Parallel Backpropagation for Shared-Feature Visualization
- URL: http://arxiv.org/abs/2405.09827v2
- Date: Mon, 28 Oct 2024 08:00:45 GMT
- Title: Parallel Backpropagation for Shared-Feature Visualization
- Authors: Alexander Lappe, Anna Bognár, Ghazaleh Ghamkhari Nejad, Albert Mukovskiy, Lucas Martini, Martin A. Giese, Rufin Vogels,
- Abstract summary: Recent work has shown that some out-of-category stimuli also activate neurons in high-level visual brain regions.
This may be due to visual features common among the preferred class also being present in other images.
Here, we propose a deep-learning-based approach for visualizing these features.

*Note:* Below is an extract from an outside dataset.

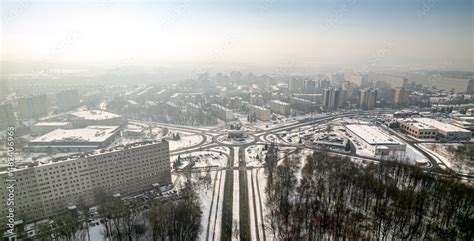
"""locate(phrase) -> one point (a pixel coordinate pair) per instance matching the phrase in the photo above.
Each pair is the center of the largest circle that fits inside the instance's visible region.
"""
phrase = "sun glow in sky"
(402, 32)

- Score: 36.31730251757713
- License:
- Abstract: High-level visual brain regions contain subareas in which neurons appear to respond more strongly to examples of a particular semantic category, like faces or bodies, rather than objects. However, recent work has shown that while this finding holds on average, some out-of-category stimuli also activate neurons in these regions. This may be due to visual features common among the preferred class also being present in other images. Here, we propose a deep-learning-based approach for visualizing these features. For each neuron, we identify relevant visual features driving its selectivity by modelling responses to images based on latent activations of a deep neural network. Given an out-of-category image which strongly activates the neuron, our method first identifies a reference image from the preferred category yielding a similar feature activation pattern. We then backpropagate latent activations of both images to the pixel level, while enhancing the identified shared dimensions and attenuating non-shared features. The procedure highlights image regions containing shared features driving responses of the model neuron. We apply the algorithm to novel recordings from body-selective regions in macaque IT cortex in order to understand why some images of objects excite these neurons. Visualizations reveal object parts which resemble parts of a macaque body, shedding light on neural preference of these objects.